The Lake Effect
The elevation of the surrounding mountains and the cooling effects of Clear Lake create a natural and perpetual “wind machine” in Lake County vineyards. Afternoon winds off the Lake cool the grapes during the heat of the day. During the summer months, daily temperature swings as much as 50 degrees are not uncommon. This intense cooling effect produces winegrapes with good acidity, improved tannic structure, darker color, and more concentrated fruit character. Wines made with this fruit is characterized by purity of fruit, high natural acidity, and restrained alcohol with phenolic ripeness.
Dig Deeper: Winds Create the Lake Effect
Lake County’s inland location and protection by mountain ranges result in local meteorological effects playing a more important role in creating Lake County’s micro-climates and account for the differences between various areas than in other coastal regions. Winds develop as the result of temperature differentials. Temperature gradients due to differences in elevation generate mountain-valley winds and water –land temperature differentials generate lake-land winds in accordance with the principles described below. Lake County is affected by Clear Lake as well as the surrounding mountains with winds that are driven by temperature contrasts. The phenomenon that water warms more slowly than adjacent land during the day and also holds its heat longer at night is the driving force that creates land-water winds.

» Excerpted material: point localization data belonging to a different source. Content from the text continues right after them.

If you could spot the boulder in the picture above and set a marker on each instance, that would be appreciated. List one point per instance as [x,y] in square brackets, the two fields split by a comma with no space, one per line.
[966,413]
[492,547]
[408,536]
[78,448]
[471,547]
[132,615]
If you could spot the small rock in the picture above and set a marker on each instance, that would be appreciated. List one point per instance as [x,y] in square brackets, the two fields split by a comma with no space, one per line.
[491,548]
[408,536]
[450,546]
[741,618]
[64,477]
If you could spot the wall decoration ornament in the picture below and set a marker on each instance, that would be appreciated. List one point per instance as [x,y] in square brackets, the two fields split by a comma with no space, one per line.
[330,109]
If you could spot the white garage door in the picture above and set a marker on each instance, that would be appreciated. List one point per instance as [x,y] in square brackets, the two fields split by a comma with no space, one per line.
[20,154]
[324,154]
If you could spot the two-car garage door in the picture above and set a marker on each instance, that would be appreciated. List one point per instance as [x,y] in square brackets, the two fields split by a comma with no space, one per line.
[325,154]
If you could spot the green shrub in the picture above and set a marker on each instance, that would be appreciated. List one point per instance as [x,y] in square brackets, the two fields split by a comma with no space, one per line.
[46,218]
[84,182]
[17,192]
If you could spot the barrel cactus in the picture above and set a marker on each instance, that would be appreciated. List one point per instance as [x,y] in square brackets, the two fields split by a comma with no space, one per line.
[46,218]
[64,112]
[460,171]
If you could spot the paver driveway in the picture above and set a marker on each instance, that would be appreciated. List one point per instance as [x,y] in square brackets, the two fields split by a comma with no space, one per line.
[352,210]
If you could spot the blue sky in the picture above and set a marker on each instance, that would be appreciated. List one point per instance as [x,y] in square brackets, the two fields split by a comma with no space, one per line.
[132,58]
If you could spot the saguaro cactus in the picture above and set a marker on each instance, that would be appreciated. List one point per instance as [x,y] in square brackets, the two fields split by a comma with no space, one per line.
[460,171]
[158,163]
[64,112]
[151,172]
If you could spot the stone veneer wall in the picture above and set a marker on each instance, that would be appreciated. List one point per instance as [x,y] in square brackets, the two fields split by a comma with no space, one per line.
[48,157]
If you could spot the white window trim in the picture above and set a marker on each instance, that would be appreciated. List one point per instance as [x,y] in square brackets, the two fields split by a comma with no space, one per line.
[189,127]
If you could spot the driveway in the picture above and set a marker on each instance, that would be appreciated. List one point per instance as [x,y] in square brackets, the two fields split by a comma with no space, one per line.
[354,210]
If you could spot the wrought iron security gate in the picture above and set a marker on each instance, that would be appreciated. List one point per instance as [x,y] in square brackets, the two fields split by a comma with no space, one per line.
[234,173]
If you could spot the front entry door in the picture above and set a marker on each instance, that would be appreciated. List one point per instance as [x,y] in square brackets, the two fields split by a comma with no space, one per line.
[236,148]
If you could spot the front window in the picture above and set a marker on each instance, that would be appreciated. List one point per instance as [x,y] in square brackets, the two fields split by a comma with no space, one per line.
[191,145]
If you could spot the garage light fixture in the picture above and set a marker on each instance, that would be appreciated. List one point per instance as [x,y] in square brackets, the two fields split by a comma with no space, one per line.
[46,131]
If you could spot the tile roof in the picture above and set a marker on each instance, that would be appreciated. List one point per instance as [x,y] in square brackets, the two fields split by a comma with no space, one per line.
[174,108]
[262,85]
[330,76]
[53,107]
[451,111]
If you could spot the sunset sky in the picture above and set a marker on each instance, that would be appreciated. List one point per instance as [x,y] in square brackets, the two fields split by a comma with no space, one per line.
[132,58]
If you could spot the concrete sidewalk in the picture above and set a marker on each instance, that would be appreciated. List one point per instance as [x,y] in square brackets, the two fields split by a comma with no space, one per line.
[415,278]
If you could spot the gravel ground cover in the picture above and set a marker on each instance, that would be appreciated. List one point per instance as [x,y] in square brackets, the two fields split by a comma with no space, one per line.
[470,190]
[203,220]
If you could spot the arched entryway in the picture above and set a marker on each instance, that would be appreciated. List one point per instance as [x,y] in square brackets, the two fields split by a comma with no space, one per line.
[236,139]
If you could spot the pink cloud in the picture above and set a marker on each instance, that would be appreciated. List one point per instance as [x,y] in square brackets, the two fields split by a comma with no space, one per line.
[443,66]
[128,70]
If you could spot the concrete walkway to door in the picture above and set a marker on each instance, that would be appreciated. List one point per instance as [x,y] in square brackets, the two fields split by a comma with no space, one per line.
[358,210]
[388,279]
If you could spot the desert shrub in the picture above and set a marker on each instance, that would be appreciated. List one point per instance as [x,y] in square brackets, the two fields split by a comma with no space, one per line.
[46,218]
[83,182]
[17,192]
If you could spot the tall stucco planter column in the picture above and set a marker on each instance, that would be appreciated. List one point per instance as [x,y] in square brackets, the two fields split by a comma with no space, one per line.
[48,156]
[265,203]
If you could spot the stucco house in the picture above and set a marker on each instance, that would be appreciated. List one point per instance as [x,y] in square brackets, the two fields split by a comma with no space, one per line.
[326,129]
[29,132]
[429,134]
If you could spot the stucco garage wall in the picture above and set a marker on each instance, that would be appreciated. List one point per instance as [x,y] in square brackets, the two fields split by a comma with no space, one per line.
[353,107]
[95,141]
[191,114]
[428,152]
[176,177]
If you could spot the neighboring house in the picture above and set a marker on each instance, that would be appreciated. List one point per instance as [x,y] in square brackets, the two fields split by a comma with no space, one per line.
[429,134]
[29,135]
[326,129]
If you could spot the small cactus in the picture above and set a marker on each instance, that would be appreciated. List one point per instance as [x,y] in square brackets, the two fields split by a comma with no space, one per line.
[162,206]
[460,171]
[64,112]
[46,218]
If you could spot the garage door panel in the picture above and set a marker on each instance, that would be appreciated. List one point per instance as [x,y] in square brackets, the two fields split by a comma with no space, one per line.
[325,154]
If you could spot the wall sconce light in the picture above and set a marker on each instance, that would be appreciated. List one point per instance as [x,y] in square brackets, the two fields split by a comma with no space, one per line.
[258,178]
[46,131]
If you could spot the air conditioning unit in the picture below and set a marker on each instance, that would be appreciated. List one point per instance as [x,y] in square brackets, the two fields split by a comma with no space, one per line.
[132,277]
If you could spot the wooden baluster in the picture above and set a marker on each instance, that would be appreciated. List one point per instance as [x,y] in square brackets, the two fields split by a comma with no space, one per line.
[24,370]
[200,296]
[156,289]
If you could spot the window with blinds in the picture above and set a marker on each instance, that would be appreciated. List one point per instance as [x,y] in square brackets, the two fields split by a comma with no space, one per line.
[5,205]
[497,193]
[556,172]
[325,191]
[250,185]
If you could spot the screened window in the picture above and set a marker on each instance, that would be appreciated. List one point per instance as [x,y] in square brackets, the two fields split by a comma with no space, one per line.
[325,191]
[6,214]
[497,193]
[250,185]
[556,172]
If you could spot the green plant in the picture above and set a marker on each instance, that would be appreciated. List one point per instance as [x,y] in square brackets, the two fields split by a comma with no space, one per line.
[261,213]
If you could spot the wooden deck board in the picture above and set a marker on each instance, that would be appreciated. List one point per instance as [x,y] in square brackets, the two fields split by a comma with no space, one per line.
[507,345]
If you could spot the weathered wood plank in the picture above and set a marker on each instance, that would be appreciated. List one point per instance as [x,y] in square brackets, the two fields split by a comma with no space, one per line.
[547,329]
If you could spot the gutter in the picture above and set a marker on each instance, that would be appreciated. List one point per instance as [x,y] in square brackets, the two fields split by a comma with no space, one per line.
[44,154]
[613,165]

At night, air passing over Clear Lake is warmed, becomes less dense and rises, while air over the relatively cool land on the shores becomes denser and sinks. This causes nocturnal katabolic winds to develop towards the lake. During the day the land becomes warmer than the lake, reversing the process and causing the winds to blow inland. The on-shore (anabatic) daytime winds are weaker than the off shore nocturnal winds. In many locations mountain valley breezes and land water breezes result in incomplete circulation. Warmer air that is displaced by the cooler breeze rises, disperses broadly, and mixes with lower air slowly, so that little of the displaced air is re-circulated in the breeze. In the Clear Lake basin, however, because both processes occur in a relatively small and confined space, these winds are a kind of perpetual motion machine.